Raising his children, Webb made a level of surrounding them with people who might actually inspire them. “I treated it like I was building a SEAL platoon for a mission,” he said. “No weak links. No energy vampires.”
Encouragement, empowerment and motivation are key, too. “In a world of screens and devices, they have to find real purpose,” he famous. “Because a kid without purpose is like a Formula 1 car with no gas — powerful but going nowhere.”
But it’s more than just the tone you undertake.
The e-book is informed by his experiences as a divorced dad-of-three. Courtesy of Brandon Webb
“Parents immediately need to get better at asking questions,” Webb asserted. “Asking your kid how his or her day was is a bulls–t question and you’re going to get a bulls–t answer.”
Instead ask more fascinating questions. “Try something fun but deeper, like, ‘If today was a movie, what would it be and why?’ It’s much a better way of getting more from your kids.”
Growing up, he said his dad “whooped my ass with a leather belt” to self-discipline him without ever asking him why he’d finished one thing flawed.
With his own children, he’s strived to perceive their motivations.
Years in the past, his youngest son, Tyler, was suspended in seventh grade after ordering pizza for his total class — and sending some to the principal’s workplace, too.
When he discovered his youngest son, Tyler (pictured), was dealing medicine, Webb didn’t rush to punish the boy. Instead, he tried to determine what was actually going on with the kid. Courtesy of Brandon Webb
“At first I wanted to know where he was getting the money from,” Webb laughed. “Turns out he’d been selling pot dummies to high school kids. It wasn’t exactly ‘Fast Times at Ridgemont High,’ but still…”
Webb and his then-wife initially mentioned typical punishments like grounding him for a month, but shortly realized one thing deeper was going on.
“He was entering his teenage years and was super vulnerable,” Webb says. “If he didn’t feel supported by us, we risked pushing him away.”
As Tyler’s grades continued slipping, they found the habits stemmed from an ongoing battle with a instructor.
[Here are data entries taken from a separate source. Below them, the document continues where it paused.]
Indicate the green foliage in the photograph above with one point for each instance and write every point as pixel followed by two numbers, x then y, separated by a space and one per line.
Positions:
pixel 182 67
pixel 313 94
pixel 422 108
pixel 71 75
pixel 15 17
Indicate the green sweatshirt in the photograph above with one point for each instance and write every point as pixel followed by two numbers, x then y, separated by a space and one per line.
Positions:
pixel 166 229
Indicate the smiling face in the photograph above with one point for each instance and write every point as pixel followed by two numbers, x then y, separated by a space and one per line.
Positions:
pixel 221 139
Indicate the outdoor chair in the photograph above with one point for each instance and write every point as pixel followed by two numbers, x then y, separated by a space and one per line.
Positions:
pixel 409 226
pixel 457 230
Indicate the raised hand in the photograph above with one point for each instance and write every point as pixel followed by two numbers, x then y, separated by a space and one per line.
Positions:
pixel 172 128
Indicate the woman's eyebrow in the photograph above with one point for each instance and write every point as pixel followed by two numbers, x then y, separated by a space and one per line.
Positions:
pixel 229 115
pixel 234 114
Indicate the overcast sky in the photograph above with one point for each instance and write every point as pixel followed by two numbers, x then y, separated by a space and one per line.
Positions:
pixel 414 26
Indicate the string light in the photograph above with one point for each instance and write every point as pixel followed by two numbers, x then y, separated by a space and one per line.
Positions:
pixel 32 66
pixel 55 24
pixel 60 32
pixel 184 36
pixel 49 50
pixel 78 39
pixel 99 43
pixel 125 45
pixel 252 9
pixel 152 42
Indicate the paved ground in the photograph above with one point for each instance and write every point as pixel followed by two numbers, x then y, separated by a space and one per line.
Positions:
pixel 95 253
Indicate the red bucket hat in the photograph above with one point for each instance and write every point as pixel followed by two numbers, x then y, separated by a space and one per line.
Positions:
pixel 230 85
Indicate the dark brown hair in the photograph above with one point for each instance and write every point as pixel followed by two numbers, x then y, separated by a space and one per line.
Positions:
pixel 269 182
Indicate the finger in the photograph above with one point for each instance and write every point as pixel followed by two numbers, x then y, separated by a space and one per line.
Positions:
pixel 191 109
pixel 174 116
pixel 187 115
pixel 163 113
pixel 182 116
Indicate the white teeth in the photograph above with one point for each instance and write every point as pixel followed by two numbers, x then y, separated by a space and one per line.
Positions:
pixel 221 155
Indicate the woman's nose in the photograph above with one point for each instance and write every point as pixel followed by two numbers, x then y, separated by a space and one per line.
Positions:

Instead of escalating the punishment, Webb and his spouse pulled him out of college quickly, positioned him in impartial research and allowed him to reset with a clean slate.
“The look of relief on his face when he realized we had his back was crazy,” Webb said. “And trust just builds more trust.”
The gamble paid off. Tyler is now thriving at the University of Oregon. “The lesson is teach, don’t punish,” writes Webb. “Correct the behavior, keep the relationship.”
When his older son, Jackson, struggled with credit card debt, Webb told the boy he had to deal with it on his own. Courtesy of Brandon Webb
Sometimes, however, he has had to take a stricter method — even if he didn’t need to.
When his oldest baby, Jackson, determined to get a credit card while in faculty, Webb warned him to pay it off in full each month. A yr later, though, Webb obtained a call. Jackson now had $17,000 of debt on the cardboard “and the interest payments were killing him.”
Webb, however, would have none of it. “It’s yours to deal with,” he told him. “Welcome to adulthood.”
It took Jackson three years to clear the debt but it taught him a priceless lesson. “As a parent, you don’t want your child to suffer, but you have to understand that in some cases, suffering builds strength,” he writes.
“It pained me to see him struggling, but I knew he needed to learn this one the hard way.”